Barack Obama ordena o fim de Guantanamo e o respeito à Convenção de Genebra

O presidente dos Estados Unidos, Barack Obama, assinou nesta quinta-feira um decreto que ordena o fechamento do centro de detenção de Guantánamo num prazo de um ano, marcando a ruptura com a política controversa de luta contra o terrorismo de George W. Bush.

AFP |

O decreto estabelece "um processo através do qual Guantánamo será fechado em um ano o mais tardar", disse Obama durante a cerimônia de assinatura.

O presidente também assinou um outro decreto impondo aos Estados Unidos à conformação às convenções de Genebra e ao manual do exército americano no tratamento dos prisioneiros.

O presidente dos Estados Unidos também pediu nesta quinta-feira a Israel que abra os postos de passagem nas fronteiras de Gaza para que possa entrar a ajuda humanitária e fluir o comércio.

"O socorro deve poder chegar aos palestinos inocentes que dependem deles", afirmou o presidente, durante visita ao departamento de Estado americano destinada a mostrar a importância concedida à diplomacia e à unidade de pontos de vista com a secretária de Estado, Hillary Clinton.
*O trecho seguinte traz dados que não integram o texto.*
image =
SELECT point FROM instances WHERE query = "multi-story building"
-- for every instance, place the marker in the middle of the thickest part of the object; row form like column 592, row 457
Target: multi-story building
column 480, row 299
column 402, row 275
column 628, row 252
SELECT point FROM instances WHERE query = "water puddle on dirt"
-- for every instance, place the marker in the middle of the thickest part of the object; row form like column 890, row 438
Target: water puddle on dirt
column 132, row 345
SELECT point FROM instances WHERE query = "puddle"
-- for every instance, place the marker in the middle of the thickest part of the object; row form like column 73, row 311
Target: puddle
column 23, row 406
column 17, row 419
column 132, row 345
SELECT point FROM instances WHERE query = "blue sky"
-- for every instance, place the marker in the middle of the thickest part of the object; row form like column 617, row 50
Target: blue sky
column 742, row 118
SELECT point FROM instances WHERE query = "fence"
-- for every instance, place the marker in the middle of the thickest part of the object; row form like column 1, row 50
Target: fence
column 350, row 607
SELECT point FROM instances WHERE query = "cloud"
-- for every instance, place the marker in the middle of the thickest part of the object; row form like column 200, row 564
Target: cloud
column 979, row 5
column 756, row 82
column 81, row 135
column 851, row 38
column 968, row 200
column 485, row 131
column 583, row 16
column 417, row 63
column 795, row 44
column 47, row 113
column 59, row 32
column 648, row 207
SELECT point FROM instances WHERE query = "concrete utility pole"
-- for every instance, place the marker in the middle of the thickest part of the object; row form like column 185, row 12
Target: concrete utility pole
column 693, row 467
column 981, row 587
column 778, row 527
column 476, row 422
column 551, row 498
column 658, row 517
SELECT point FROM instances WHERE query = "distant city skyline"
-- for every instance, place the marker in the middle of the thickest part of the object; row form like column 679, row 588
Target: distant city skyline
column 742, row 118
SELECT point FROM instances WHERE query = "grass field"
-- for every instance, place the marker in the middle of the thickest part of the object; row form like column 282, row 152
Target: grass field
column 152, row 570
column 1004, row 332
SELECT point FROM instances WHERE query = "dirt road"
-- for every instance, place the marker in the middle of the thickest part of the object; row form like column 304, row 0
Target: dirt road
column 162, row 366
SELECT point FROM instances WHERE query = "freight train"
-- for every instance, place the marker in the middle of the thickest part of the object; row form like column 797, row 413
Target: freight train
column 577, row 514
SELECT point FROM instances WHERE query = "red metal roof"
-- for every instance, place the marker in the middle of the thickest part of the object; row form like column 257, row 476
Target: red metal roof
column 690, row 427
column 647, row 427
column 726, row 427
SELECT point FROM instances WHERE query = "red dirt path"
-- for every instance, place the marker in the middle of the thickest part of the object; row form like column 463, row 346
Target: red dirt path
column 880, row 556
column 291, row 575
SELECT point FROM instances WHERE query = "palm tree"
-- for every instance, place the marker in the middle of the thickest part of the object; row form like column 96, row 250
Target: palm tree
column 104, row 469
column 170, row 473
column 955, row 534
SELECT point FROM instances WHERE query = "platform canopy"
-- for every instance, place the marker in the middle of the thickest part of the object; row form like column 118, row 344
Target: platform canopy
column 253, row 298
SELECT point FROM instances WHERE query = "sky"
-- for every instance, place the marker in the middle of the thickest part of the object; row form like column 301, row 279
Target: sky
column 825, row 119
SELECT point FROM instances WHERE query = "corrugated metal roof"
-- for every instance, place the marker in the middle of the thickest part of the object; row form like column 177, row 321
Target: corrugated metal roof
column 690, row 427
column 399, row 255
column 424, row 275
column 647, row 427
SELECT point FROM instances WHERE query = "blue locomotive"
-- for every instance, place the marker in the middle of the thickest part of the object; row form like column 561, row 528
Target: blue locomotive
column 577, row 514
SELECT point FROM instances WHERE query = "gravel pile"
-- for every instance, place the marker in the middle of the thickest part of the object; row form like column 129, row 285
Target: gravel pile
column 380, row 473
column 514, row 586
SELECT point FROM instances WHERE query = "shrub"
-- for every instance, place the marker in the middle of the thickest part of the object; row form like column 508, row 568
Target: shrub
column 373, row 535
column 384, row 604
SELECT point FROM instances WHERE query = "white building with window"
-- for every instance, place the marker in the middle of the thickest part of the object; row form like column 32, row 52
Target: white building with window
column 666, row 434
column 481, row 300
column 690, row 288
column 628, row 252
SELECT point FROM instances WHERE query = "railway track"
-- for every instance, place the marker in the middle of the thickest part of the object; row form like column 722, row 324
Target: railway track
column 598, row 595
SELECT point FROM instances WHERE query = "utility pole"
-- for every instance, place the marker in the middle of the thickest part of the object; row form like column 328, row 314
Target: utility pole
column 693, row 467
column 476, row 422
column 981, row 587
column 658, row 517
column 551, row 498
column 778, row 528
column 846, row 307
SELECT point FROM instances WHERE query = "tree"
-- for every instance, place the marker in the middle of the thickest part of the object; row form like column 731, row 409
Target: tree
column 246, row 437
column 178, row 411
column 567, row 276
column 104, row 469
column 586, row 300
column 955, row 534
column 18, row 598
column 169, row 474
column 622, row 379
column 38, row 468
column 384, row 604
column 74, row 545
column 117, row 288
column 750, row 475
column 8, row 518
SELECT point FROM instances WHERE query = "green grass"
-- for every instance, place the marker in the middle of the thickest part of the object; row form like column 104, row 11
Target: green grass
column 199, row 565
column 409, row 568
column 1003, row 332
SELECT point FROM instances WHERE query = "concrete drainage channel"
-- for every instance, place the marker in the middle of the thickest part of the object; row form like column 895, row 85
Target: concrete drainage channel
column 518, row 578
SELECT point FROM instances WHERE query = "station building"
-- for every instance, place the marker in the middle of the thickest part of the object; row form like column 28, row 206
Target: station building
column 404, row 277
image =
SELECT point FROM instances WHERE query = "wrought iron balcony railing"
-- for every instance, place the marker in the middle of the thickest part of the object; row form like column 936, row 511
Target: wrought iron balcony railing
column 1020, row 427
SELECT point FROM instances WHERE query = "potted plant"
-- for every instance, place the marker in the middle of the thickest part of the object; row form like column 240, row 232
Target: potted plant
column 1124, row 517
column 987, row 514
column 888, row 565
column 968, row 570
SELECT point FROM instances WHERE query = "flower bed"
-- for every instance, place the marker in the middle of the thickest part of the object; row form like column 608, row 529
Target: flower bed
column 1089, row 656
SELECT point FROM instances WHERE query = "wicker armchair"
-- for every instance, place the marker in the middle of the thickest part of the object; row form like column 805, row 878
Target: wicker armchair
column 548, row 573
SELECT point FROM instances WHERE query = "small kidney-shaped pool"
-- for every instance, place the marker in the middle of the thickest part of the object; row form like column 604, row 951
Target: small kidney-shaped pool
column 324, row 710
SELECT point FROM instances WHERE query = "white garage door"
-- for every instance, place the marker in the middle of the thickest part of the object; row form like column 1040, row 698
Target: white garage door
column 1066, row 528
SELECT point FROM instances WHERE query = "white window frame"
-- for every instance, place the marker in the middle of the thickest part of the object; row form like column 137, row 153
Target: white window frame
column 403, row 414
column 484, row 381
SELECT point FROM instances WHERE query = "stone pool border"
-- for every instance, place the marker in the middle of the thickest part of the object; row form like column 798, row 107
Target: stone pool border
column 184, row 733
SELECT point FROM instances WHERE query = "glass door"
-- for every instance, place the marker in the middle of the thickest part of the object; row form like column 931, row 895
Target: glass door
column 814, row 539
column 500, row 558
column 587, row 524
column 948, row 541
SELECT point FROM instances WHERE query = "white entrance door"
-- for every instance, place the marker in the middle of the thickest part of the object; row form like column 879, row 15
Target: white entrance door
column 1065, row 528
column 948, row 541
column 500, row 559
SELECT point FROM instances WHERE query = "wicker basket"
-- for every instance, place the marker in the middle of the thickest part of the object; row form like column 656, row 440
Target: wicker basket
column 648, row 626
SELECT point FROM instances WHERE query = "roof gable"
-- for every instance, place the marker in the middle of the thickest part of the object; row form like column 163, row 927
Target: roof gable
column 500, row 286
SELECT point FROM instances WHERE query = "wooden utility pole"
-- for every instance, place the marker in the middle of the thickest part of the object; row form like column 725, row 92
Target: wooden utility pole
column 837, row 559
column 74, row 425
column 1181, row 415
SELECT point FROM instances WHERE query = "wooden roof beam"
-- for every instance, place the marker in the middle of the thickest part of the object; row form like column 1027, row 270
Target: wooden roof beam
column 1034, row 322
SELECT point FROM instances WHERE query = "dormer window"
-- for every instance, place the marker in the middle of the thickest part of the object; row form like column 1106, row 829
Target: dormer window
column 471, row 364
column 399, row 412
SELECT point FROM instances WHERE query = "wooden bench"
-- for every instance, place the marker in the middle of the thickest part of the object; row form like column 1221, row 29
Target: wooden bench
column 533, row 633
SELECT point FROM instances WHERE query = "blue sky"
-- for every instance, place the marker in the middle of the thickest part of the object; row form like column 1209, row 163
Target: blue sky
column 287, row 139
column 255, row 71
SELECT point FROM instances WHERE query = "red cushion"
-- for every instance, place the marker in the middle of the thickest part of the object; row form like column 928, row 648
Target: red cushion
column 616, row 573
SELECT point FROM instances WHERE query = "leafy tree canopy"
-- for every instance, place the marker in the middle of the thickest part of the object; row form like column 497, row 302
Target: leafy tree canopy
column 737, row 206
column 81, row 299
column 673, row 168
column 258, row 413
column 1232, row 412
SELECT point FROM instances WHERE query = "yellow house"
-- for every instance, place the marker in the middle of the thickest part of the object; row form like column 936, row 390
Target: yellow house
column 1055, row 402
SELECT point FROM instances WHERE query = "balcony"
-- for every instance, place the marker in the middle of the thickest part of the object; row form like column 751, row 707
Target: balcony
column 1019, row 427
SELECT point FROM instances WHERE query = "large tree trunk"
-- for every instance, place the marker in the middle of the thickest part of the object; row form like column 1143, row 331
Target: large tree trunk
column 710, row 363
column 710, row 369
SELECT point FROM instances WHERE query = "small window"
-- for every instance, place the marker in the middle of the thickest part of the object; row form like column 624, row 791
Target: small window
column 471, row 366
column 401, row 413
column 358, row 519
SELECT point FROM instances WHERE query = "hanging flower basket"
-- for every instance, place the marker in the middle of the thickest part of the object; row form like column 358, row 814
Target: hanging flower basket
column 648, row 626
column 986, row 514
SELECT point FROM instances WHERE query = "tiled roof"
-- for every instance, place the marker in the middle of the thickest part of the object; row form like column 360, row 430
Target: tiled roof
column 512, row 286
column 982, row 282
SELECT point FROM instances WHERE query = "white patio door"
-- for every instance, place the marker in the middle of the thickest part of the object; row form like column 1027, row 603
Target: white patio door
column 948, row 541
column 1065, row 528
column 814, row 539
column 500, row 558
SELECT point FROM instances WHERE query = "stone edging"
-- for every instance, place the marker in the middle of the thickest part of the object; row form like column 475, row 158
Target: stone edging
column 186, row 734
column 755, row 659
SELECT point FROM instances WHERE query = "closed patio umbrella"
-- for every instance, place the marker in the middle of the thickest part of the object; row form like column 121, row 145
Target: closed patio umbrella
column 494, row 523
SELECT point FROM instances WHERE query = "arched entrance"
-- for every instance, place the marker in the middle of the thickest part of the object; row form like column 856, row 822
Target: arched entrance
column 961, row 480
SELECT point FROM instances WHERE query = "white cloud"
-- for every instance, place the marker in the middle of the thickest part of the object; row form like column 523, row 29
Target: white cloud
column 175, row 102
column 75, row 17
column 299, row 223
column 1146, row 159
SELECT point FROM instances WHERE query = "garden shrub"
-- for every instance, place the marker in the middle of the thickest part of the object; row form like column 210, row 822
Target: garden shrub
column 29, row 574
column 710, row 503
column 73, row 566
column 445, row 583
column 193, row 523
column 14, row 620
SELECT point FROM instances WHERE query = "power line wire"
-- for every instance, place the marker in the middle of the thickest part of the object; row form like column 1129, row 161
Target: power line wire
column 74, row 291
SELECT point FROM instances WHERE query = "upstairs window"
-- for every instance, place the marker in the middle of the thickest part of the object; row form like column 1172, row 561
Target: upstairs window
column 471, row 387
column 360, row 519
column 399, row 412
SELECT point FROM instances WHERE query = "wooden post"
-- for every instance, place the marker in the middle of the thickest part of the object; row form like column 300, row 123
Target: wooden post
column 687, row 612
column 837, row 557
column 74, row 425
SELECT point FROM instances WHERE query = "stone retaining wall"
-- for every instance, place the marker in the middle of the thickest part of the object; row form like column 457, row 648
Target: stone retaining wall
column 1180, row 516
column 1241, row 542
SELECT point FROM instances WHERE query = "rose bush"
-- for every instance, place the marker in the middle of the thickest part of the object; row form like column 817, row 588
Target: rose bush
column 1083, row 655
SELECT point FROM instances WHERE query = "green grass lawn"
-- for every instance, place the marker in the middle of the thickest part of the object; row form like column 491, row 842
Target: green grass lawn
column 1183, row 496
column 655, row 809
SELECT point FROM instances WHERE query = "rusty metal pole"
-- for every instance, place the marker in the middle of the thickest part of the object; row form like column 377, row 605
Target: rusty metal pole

O novo governo contará com o ex-senador George Mitchell, 75 anos, no cargo de emissário para o Oriente Médio que prometeu empreender "todos os esforços necessários para alcançar a paz e a estabilidade no Oriente Médio", ao aceitar sua nomeação.

Com os decretos de hoje, "a mensagem que enviamos ao mundo, é a de que os Estados Unidos têm a intenção de prosseguir o combate, comprometidos, no entanto contra a violência e o terrorismo, o que faremos com vigilância, com eficácia, dentro do respeito a nossos valores e ideais", disse.

Os americanos sabem, "como disse por ocasião da minha posse, que não perpetuaremos as más escolhas entre nossa segurança e nossos ideais", destacou.

Obama assinou o decreto no Salão Oval, cercado de militares e funcionários, após uma reunião em que debateu com eles a política de interrogatório e de detenção de pessoas suspeitas de terrorismo.

Organizações de defesa dos direitos humanos denunciaram Guantánamo como uma zona de não-direito, onde os prisioneiros permanecem durante anos sem uma acusação formal. E se emocionam com as condições de detenção e as torturas das quais alguns detentos já foram vítimas.

Para muitos, entre eles o presidente Obama, Guantánamo é uma das causas da deterioração da imagem dos Estados Unidos no exterior.

Dando-se o prazo de um ano, Obama terá um tempo para responder a uma questão espinhosa: o que fazer dos prisioneiros que podem, ainda, representar um perigo e que outros países não querem abrigar?

Obama havia se comprometido a fechar o polêmico campo de detenção durante a campanha eleitoral.

A notícia do projeto de fechamento havia sido revelada um dia depois de Obama pedir a suspensão durante 120 dias dos julgamentos que acontecem em Guantánamo, com o objetivo de permitir a revisão das políticas e condições de detenção na prisão.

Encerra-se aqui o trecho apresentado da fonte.